No people, no climate change, says UN Population Fund

From year to year, population grows at a glacial pace, so it’s tough job to bang the drum about over-population in a glossy annual report year after year. From a public relations point of view, the solution is to pick a trendy angle.

The theme of the 2009 State of the World Population Report is women and climate change. “Poor women in poor countries are among the hardest hit by climate change, even though they contributed the least to it,” says UNFPA Executive Director Thoraya Ahmed Obaid. Women are more likely than men to die in natural disasters -- including those related to extreme weather. So the solution, it seems is to have fewer women.

The ultimate cause of climate change is people. "No human is genuinely 'carbon neutral,' especially when all greenhouse gases are figured into the equation," the report says in a section entitled "At the brink." "Therefore, everyone is part of the problem, so everyone must be part of the solution."

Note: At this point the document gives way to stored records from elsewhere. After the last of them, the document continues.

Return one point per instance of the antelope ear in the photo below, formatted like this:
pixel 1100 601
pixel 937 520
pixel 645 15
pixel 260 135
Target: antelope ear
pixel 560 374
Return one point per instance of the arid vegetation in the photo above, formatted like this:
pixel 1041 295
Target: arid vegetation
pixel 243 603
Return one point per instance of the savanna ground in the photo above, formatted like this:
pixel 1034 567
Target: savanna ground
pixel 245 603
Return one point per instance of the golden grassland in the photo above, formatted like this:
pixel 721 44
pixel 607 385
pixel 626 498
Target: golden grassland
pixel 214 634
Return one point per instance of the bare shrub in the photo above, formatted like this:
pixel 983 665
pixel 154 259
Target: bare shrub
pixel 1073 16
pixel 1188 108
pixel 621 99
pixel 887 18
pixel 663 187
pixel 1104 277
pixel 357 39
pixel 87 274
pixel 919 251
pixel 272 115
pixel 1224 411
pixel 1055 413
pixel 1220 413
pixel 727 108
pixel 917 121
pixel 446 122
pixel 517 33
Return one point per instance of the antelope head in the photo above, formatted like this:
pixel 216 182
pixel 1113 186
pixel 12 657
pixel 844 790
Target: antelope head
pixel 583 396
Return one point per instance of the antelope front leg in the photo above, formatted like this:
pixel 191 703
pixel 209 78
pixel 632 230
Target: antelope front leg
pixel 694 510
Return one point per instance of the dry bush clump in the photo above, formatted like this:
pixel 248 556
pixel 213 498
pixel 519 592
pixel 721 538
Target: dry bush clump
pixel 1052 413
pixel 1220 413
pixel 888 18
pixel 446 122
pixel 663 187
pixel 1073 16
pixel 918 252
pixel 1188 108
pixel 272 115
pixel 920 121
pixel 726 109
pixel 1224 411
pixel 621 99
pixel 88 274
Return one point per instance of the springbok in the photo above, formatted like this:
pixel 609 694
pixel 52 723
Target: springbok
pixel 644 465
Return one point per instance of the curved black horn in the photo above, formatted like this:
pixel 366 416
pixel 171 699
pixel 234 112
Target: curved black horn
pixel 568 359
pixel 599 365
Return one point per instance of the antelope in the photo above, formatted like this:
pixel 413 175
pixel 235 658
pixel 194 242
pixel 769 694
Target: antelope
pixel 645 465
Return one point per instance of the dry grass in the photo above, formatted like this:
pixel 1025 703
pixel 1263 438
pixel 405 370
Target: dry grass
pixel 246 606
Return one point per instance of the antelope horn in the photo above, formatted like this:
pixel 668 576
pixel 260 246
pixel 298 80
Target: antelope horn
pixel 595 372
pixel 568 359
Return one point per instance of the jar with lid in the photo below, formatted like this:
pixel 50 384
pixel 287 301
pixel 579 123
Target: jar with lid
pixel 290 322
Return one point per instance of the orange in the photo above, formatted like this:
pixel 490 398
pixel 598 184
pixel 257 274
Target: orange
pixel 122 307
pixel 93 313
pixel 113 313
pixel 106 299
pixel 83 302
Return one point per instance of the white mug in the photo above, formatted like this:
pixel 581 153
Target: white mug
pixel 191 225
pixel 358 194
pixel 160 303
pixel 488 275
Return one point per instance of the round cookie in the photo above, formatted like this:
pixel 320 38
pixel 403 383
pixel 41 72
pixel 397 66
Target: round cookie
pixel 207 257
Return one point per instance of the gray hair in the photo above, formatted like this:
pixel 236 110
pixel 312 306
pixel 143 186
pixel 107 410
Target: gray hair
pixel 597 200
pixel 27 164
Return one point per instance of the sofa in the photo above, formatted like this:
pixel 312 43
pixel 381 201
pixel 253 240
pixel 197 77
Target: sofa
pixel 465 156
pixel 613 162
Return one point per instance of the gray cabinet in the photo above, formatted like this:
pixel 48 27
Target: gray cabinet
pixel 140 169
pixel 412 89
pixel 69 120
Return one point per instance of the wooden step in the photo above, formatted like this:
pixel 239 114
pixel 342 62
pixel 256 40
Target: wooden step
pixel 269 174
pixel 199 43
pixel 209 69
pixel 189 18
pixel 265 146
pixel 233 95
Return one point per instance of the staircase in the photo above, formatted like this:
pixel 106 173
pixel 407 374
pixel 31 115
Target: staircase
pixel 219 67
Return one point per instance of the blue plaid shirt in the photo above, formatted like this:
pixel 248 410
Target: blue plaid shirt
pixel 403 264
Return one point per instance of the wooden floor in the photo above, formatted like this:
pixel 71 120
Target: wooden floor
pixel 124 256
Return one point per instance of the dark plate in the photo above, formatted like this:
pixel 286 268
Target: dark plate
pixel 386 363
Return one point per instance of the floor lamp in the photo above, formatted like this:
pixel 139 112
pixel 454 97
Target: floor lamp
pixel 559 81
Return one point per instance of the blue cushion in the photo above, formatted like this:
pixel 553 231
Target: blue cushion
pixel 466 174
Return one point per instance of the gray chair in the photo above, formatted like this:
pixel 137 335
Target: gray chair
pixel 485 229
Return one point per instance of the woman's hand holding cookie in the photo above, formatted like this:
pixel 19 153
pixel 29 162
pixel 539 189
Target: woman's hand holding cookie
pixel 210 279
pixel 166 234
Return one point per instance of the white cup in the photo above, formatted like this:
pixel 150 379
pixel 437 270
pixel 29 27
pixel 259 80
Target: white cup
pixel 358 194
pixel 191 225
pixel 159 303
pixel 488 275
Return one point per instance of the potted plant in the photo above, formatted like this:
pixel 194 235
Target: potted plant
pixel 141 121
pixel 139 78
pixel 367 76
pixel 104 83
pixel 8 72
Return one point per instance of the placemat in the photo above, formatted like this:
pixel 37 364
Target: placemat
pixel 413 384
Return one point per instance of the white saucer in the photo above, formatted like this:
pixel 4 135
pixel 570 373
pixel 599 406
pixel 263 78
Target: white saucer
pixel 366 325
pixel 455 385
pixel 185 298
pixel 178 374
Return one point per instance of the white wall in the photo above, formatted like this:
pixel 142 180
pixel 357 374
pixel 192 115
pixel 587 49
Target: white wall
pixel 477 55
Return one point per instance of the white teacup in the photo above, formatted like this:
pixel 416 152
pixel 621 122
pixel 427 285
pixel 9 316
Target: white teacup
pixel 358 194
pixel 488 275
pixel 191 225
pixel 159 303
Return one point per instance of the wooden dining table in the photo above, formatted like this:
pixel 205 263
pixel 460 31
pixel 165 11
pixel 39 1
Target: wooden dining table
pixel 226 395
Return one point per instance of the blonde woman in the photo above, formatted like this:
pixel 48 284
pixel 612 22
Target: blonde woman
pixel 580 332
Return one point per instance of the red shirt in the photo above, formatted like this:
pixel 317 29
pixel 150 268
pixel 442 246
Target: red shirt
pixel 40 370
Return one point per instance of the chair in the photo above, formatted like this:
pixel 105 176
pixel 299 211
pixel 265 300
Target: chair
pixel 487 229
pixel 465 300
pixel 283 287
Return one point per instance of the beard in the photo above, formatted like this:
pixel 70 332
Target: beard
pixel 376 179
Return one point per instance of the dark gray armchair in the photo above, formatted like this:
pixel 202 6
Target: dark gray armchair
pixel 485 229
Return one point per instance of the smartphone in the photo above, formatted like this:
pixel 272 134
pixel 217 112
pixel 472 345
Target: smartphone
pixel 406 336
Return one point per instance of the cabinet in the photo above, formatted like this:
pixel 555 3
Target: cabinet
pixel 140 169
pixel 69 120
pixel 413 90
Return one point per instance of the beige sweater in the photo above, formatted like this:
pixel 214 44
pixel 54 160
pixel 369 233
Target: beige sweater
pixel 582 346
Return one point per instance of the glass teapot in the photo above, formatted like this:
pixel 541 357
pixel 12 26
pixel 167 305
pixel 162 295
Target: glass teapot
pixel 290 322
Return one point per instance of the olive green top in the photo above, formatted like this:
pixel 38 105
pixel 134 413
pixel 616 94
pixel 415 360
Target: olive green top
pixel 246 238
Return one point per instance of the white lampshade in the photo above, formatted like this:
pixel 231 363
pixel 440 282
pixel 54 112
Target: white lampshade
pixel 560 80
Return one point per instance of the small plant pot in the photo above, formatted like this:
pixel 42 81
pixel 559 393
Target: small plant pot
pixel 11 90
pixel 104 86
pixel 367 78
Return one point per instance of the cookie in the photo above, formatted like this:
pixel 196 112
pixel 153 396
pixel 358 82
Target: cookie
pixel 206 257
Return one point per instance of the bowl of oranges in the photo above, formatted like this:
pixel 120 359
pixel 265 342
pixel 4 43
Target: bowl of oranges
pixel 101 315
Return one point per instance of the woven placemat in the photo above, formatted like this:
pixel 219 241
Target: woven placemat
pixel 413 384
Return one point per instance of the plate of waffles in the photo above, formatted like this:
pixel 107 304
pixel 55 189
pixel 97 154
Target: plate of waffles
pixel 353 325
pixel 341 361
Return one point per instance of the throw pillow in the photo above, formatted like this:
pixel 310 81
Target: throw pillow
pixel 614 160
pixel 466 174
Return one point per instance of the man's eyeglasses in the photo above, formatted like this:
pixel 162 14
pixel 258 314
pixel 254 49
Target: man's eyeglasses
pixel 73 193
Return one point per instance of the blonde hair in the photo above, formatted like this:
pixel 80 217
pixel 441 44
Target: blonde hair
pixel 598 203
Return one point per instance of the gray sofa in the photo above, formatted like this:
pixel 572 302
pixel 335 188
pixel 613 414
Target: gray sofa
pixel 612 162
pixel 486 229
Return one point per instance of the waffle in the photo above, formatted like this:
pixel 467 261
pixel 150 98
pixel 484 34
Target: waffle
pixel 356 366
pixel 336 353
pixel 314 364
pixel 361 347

The Wall Street Journal has the best response to this opportunistic doom-mongering:

That sounds like a somewhat totalitarian formulation to us, even if the Fund goes out of its way to shed its image as a eugenics-advocacy group by swapping the term "population control" for "population dynamics." Indeed, the Fund—unusually for a U.N. organ—favors efficiency when it comes to culling our ranks, citing one finding that "dollar-for-dollar, investments in voluntary family planning and girls' education would also in the long run reduce greenhouse-gas emissions at least as much as the same investments in nuclear or wind energy." Even better, the report says other studies indicate that avoiding one billion new babies by 2050 would save as much energy as building two million one-megawatt wind turbines. The environmental argument extends equally to human welfare—the report notes that "the use of voluntary family planning directly decreases child mortality."
It's hard to argue with that logic: Eliminating life surely is the most expedient way to avoid the problems it brings. Of course this rationale ignores the possibility that one of those "prevented" lives might have been the one to cure cancer or HIV. Then again, why cure disease if human life itself is a cancer on the planet?